[co-author: Nicole Hager]
On March 29, 2021, the Department of Commerce’s Bureau of Industry and Security (BIS) issued a final rule implementing certain changes in the Export Administration Regulations (EAR) agreed upon in December 2019 by governments participating in the Wassenaar Arrangement on Export Controls for Conventional Arms and Dual-Use Goods and Technologies (Wassenaar Arrangement), a multilateral export control regime. In addition to these clarifications and modifications, the rule eases BIS’s encryption controls, including eliminating certain reporting requirements for mass market products. These encryption-related changes follow the U.S. government’s trend of slowly and steadily loosening controls on encryption products and reducing the regulatory burden for encryption exporters.
The EAR controls the export, reexport, and in-country transfer of commercial and dual-use commodities, software, and technology. Items with encryption functionality are subject to special rules under the EAR, including export classification and reporting requirements.
Under the existing regime, exporters can self-classify most products that use encryption for data confidentiality as Export Control Classification Number (ECCN) 5A002 (hardware) or 5D002 (software). These products are known as “(b)(1)” products, and they generally can be exported to non-sanctioned destinations without a license under License Exception ENC. To rely on this exception, exporters must submit an annual report to the U.S. government listing all self-classified products exported or reexported during the prior calendar year.
Additionally, most mass market products—i.e., those products that are generally available and of interest to the public—can be self-classified as ECCN 5A992 (hardware) or 5D992 (software) and exported to all destinations other than sanctioned countries without a license. Historically, the annual reporting requirement also applied for these products.

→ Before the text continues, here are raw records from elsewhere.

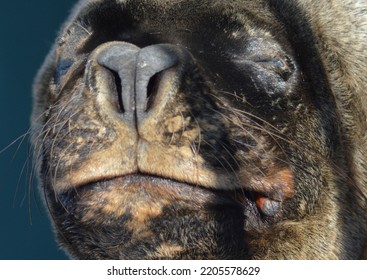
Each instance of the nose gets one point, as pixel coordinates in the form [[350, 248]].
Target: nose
[[139, 74]]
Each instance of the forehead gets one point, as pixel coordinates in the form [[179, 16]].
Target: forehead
[[178, 15]]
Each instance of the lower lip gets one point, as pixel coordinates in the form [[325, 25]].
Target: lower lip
[[137, 189]]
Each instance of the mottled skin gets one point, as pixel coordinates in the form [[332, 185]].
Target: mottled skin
[[190, 129]]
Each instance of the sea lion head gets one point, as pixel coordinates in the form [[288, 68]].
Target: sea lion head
[[193, 129]]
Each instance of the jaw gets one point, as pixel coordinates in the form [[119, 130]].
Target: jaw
[[164, 219]]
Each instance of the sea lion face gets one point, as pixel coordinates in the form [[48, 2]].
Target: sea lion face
[[185, 129]]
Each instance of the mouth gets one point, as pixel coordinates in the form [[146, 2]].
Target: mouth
[[142, 192]]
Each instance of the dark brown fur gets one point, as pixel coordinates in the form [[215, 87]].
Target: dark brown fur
[[249, 141]]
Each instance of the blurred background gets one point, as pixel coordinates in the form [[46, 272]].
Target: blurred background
[[27, 31]]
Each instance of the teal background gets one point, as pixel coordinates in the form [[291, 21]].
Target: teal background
[[27, 31]]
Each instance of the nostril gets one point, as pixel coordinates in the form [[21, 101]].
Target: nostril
[[118, 85], [152, 89]]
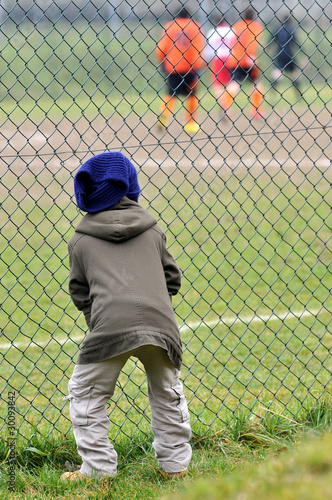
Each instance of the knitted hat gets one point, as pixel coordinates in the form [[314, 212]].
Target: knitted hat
[[103, 180]]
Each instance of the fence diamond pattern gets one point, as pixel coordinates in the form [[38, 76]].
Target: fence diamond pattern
[[245, 205]]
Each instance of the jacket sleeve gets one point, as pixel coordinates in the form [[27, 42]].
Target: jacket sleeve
[[79, 287], [171, 270]]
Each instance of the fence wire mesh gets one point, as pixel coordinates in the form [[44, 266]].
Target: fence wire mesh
[[245, 203]]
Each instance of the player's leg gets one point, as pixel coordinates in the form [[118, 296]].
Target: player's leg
[[168, 102], [191, 102], [90, 388], [257, 95], [169, 412]]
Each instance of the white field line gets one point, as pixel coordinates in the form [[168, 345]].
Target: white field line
[[226, 320], [185, 163]]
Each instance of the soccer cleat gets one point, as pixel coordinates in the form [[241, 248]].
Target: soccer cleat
[[257, 114], [171, 475], [163, 123], [191, 127], [73, 476]]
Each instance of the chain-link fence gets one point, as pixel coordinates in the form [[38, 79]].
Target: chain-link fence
[[245, 201]]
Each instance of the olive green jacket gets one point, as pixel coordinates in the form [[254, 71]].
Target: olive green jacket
[[122, 277]]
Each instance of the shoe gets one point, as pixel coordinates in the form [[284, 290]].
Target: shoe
[[225, 115], [191, 127], [171, 475], [258, 114], [162, 123], [73, 476]]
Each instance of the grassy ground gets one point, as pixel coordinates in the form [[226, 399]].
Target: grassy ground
[[229, 459], [252, 243]]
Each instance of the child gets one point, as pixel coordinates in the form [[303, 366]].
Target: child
[[122, 277]]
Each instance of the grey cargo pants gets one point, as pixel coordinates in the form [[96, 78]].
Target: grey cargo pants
[[92, 385]]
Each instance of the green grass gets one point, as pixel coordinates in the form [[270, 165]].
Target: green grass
[[69, 70], [254, 307], [231, 455], [251, 251]]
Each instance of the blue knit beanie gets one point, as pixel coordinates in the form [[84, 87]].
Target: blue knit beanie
[[103, 180]]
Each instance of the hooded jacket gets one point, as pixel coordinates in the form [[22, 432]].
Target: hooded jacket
[[121, 278]]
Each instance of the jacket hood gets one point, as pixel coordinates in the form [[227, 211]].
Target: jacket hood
[[119, 223]]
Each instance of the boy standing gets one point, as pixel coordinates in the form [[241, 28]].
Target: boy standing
[[122, 278]]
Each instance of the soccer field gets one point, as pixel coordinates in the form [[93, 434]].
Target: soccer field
[[247, 212]]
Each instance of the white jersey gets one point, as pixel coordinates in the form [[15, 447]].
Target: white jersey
[[220, 40]]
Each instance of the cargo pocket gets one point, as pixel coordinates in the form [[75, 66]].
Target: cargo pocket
[[182, 404], [79, 397]]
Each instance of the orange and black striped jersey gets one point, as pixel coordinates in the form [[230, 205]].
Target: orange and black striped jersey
[[181, 46], [246, 46]]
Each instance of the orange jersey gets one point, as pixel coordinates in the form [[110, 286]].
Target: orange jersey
[[181, 46], [246, 47]]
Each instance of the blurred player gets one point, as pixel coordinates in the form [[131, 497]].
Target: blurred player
[[287, 46], [180, 51], [220, 40], [243, 60]]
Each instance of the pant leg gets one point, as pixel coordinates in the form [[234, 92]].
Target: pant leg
[[90, 388], [169, 411]]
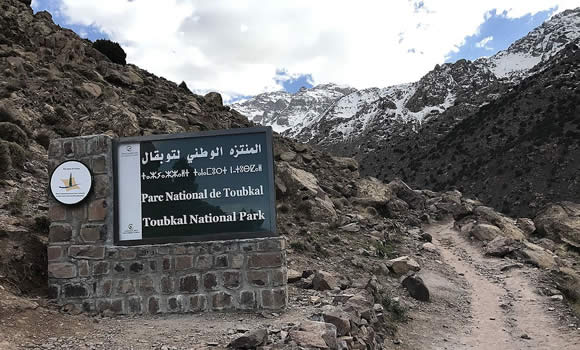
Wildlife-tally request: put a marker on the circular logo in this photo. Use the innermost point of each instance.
(71, 182)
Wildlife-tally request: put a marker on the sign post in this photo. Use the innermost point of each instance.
(193, 187)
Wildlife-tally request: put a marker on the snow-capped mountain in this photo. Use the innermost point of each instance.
(343, 119)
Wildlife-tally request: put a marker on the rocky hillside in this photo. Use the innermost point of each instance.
(373, 114)
(352, 239)
(516, 153)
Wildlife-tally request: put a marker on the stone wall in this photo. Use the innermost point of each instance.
(88, 272)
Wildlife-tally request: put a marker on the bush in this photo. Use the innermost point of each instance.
(112, 50)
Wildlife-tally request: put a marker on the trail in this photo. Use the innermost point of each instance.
(505, 311)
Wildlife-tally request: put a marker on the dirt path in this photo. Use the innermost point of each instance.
(505, 311)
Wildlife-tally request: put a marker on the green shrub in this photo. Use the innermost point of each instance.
(112, 50)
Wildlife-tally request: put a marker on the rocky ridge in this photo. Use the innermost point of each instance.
(351, 238)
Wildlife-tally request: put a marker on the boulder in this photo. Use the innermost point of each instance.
(416, 287)
(506, 225)
(250, 340)
(293, 276)
(287, 156)
(404, 192)
(560, 222)
(485, 232)
(313, 334)
(341, 320)
(402, 265)
(526, 225)
(214, 98)
(324, 281)
(500, 246)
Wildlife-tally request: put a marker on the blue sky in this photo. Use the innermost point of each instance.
(243, 48)
(496, 34)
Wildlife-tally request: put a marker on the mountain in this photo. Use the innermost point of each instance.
(345, 123)
(392, 130)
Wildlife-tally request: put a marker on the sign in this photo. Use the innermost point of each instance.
(71, 182)
(189, 187)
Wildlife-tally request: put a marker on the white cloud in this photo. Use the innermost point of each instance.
(482, 44)
(237, 46)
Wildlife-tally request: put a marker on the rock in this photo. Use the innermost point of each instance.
(315, 334)
(430, 247)
(500, 247)
(416, 287)
(506, 225)
(404, 192)
(340, 319)
(352, 227)
(402, 265)
(214, 98)
(538, 256)
(250, 340)
(526, 225)
(560, 222)
(293, 276)
(324, 281)
(288, 156)
(348, 163)
(485, 232)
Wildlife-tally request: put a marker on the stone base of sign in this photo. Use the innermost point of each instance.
(88, 272)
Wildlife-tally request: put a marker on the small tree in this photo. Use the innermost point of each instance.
(112, 50)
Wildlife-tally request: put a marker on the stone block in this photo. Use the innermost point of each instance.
(119, 268)
(189, 284)
(221, 301)
(93, 233)
(136, 267)
(75, 290)
(269, 245)
(99, 144)
(84, 268)
(167, 285)
(232, 279)
(210, 281)
(257, 278)
(153, 305)
(60, 233)
(204, 262)
(98, 210)
(256, 261)
(248, 299)
(57, 212)
(62, 270)
(101, 268)
(54, 253)
(167, 264)
(106, 288)
(197, 303)
(101, 185)
(221, 261)
(147, 286)
(274, 298)
(126, 287)
(237, 261)
(134, 305)
(183, 262)
(86, 251)
(278, 277)
(174, 304)
(99, 165)
(127, 254)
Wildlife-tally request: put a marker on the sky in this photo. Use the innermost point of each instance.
(241, 48)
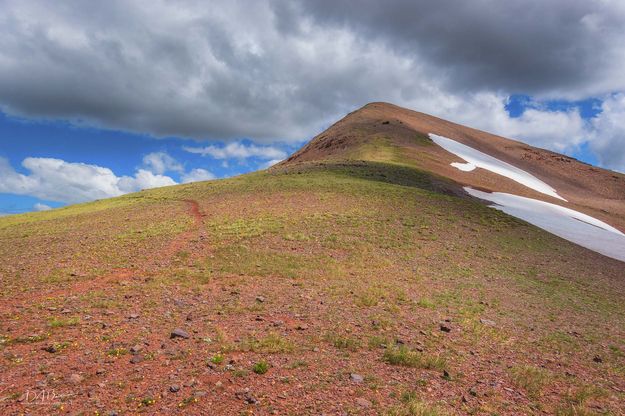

Certain more advanced or sensitive products, such as network infrastructure items, non-public source code, encryption technology, and quantum cryptography, are considered License Exception ENC “(b)(2)” products. Other items, including encryption components such as chips and chipsets, non-standard cryptography, digital forensics products, and cryptographic activation items, are considered ENC “(b)(3)” products. These (b)(2) and (b)(3) products are generally only eligible for export under License Exception ENC after submission of a formal commodity classification request to BIS; semi-annual reporting and additional licensing requirements also apply under certain circumstances.
Changes Under the New Rule
The new rule makes a number of changes to BIS’s encryption rules, including the elimination of the annual self-classification reporting requirement for most mass market products. The changes are summarized below:
BIS has eliminated the email notification requirement for publicly available encryption source code, as well as beta test encryption software, as long as the source code and beta test software do not implement non-standard cryptography. (Note that non-standard cryptography generally involves incorporation or use of proprietary or unpublished cryptographic functionality, including encryption algorithms or protocols that have not been adopted or approved by a duly recognized international standards body, e.g., IEEE, IETF, ISO, ITU, ETSI, 3GPP, TIA, and GSMA, and that have not otherwise been published.)
The rule also adds gateways to an existing carve-out from the encryption controls for certain items (e.g., routers, switches, relays) that are limited to the tasks of Operations, Administration or Maintenance (OAM).
Apart from these encryption changes, as noted above, BIS clarified and modified several ECCNs in Categories 0, 1, 2, 3, 6, and 9 of the EAR’s Commerce Control List (CCL) to align with decisions made at the Wassenaar plenary meeting in 2019. These changes follow BIS’s October 2020 rule implementing revisions to the EAR related to emerging technologies, which also were agreed upon at the December 2019 plenary meeting. Companies that manufacture or engage in export transactions involving products and technologies classified in the modified CCL Categories should carefully review BIS’s changes and make any necessary updates to their export classifications.